Congenital Diaphragmatic Hernia / CDH
Fetal Surgery Information for Congenital Diaphrahmatic Hernia
Prenatal Diagnosis of Congenital Diaphragmatic Hernia | Prenatal Treatment for CDH | References
Congenital diaphragmatic hernia / CDH is most often a posterolateral defect in the left hemidiaphragm (88%) on one side, which leads to herniation of the viscera into the thorax, resulting in pulmonary hypoplasia and respiratory embarrassment.
Congenital diaphragmatic hernia / CDH occurs in approximately 1 in 2,500 to 5,000 live births and as frequently as 1 in 2200 prenatal ultrasound studies.

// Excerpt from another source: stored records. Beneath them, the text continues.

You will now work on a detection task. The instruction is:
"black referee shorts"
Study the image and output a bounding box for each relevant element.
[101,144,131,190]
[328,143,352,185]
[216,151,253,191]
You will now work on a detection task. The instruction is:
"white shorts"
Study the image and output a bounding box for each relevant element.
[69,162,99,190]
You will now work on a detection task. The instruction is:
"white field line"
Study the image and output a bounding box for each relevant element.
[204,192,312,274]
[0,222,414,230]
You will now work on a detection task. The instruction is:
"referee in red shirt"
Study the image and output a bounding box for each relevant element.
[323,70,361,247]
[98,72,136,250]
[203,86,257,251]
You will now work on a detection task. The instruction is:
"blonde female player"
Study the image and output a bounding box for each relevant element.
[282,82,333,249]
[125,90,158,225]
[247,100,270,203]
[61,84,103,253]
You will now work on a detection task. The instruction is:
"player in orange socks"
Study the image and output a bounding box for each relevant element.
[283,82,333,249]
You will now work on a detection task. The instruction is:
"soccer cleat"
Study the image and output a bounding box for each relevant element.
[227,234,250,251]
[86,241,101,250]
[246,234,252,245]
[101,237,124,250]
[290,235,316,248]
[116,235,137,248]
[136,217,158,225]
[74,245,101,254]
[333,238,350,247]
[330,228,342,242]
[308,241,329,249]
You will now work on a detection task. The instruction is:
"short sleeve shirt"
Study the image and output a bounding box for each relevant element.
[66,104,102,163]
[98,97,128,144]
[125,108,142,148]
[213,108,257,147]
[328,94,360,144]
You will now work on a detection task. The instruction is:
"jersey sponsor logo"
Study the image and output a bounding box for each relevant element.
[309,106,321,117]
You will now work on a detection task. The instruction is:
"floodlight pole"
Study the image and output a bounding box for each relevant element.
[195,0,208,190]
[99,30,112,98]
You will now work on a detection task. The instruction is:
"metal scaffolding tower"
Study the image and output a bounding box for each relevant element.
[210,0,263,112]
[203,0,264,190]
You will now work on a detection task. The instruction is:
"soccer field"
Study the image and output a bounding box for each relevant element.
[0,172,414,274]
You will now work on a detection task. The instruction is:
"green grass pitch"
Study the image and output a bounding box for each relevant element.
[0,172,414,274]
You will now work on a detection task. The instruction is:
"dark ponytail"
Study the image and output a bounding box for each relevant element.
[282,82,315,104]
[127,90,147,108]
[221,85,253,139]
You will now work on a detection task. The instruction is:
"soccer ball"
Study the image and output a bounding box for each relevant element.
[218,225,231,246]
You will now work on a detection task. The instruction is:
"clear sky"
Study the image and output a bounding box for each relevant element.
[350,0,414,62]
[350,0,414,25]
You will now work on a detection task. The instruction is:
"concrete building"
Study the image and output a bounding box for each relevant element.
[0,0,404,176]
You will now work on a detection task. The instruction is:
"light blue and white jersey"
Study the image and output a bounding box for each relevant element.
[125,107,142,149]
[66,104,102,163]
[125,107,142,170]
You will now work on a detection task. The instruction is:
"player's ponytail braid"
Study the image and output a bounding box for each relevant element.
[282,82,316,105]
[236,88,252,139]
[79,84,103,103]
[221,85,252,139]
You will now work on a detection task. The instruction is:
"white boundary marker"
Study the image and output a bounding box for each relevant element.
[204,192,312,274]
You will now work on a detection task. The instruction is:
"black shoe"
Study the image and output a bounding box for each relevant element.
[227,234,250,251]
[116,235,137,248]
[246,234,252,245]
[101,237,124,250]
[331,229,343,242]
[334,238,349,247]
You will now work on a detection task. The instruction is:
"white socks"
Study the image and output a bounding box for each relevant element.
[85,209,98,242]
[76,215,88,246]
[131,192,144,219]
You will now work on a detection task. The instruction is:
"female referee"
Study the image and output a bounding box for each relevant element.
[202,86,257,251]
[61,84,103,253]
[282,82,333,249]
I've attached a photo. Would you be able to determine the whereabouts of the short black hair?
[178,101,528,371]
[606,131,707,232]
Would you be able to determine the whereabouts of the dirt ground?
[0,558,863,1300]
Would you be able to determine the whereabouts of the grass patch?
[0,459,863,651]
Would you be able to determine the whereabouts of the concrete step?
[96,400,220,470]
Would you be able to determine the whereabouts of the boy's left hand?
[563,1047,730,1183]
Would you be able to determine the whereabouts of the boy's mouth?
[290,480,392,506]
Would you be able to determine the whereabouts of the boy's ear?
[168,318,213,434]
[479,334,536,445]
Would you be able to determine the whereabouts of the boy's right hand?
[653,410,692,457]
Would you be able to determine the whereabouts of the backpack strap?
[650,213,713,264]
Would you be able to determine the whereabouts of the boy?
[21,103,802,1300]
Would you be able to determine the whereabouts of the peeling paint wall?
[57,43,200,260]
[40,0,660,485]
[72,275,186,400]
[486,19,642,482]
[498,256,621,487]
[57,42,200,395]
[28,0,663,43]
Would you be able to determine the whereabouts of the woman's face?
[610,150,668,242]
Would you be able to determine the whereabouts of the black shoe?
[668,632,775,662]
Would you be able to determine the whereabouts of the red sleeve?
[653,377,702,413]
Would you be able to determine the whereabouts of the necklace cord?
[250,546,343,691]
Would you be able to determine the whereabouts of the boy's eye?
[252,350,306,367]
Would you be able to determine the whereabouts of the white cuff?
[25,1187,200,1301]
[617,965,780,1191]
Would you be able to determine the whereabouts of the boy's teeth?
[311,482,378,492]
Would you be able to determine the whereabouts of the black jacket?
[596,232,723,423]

This discrepancy between neonates who survive birth and transport to a tertiary newborn treatment center and fetuses diagnosed by prenatal ultrasonography supports the notion of a "hidden" mortality.
With inclusion of cases that never reach the treatment stage of disease, the mortality approaches 75%.
Although familial cases with an autosomal-dominant inheritance have been reported, most cases of congenital diaphragmatic hernia / CDH are sporadic.
Associated anomalies are seen in 25% to 57% of all cases of congenital diaphragmatic hernia / CDH and 95% of stillborns with congenital diaphragmatic hernia / CDH and include:
- congenital heart defects
- hydronephrosis
- renal agenesis
- intestinal atresia
- extralobar sequestrations; and neurologic defects, including hydrocephalus, anencephaly and spina bifida.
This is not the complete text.